Zweifelsfrei ist insoweit nur, dass derjenige "Selbstanzeigende" nicht nachentrichtungspflichtig ist, der aus der Tat überhaupt keinen steuerlichen oder wirtschaftlichen Vorteil erlangt hat. Eine solche absolut uneigennützige Steuerhinterziehung dürfte allerdings in der Rechtspraxis äußerst selten sein.
Rz. 132
Eine Ausuferung der Begriffsinterpretation bis hin zur Extremauffassung, dass jeglicher auch mittelbare Vermögensvorteil die Nachentrichtungspflicht begründe, versucht die höchstrichterliche Rspr. dadurch zu verhindern, dass nur nachentrichtungspflichtig sein soll, wer aus der Tat einen unmittelbaren wirtschaftlichen Vorteil erlangt hat.

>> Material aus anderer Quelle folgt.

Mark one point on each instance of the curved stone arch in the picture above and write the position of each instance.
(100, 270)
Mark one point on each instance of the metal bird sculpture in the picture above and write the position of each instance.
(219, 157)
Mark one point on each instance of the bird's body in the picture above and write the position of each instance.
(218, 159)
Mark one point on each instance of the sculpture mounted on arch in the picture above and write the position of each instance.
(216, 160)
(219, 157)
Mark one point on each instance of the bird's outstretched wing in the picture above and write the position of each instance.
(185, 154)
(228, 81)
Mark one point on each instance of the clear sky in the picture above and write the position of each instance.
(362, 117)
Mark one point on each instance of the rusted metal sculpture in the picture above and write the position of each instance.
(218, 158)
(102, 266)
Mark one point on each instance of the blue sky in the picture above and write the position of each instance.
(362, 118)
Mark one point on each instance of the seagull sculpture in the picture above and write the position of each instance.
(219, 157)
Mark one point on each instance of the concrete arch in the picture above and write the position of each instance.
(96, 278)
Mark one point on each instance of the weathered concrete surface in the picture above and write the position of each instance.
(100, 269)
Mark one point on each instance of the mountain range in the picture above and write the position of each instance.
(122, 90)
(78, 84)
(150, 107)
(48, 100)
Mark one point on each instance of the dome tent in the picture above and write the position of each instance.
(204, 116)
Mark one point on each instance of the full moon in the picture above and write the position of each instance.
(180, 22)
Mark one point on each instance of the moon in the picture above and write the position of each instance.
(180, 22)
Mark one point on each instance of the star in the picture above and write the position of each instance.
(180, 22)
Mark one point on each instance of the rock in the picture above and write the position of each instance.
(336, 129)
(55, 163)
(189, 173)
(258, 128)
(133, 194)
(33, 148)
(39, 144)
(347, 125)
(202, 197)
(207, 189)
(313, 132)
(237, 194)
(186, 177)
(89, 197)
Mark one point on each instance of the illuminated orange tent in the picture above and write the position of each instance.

Da der "unmittelbare wirtschaftliche Vorteil" der Tat stets nur der steuerliche Vorteil ist, der sich aus der Verminderung der Steuerzahllast oder Erhöhung der Erstattung aufgrund der Verkürzung ergibt, muss dieses Kriterium dahingehend interpretiert werden, dass zur Begründung der Nachentrichtungspflicht unmittelbar aus dem Steuervorteil ein wirtschaftlicher Vorteil erlangt worden sein muss. Hierbei ist es unerheblich, ob dieser wirtschaftliche Vorteil vom begünstigten Stpfl. freiwillig eingeräumt worden ist oder der "Selbstanzeigende" sich den Vorteil ohne Wissen oder gegen den Willen des steuerlichen Nutznießers der Tat angeeignet hat.
Rz. 133
Aber auch diese "unmittelbare Teilhabe am Taterfolg" ist kein hinreichend präzises Abgrenzungskriterium und gewährleistet noch keine Rechtssicherheit wie die "formalistische" steuerrechtliche Betrachtungsweise (Rz. 130). Aus BGH wird erkennbar, dass die Steuerhinterziehung nicht "zu Gunsten" des "Selbstanzeigenden" sein soll, wenn er keinen konkreten wirtschaftlichen Vorteil erlangt hat, der den Gegenwert des Steuervorteils verkörpert. Hiernach ist der Tatbeteiligte, der die Steuerhinterziehung begeht oder an ihr mitwirkt, um nach seiner Vorstellung eine wirtschaftliche Bindung zum steuerlichen Nutznießer der Tat, z. B. eine Geschäftsbeziehung, ein Mandats- oder Anstellungsverhältnis, zu begründen, zu sichern oder auszuweiten, nicht nachentrichtungspflichtig. Eine mittelbare oder unmittelbare Beteiligung am Vermögen oder am Betriebsergebnis (Tantiemen oder sonstige gewinnabhängige Leistungen) des eigentlichen steuerlich Begünstigten bewirkt umgekehrt die Nachentrichtungspflicht.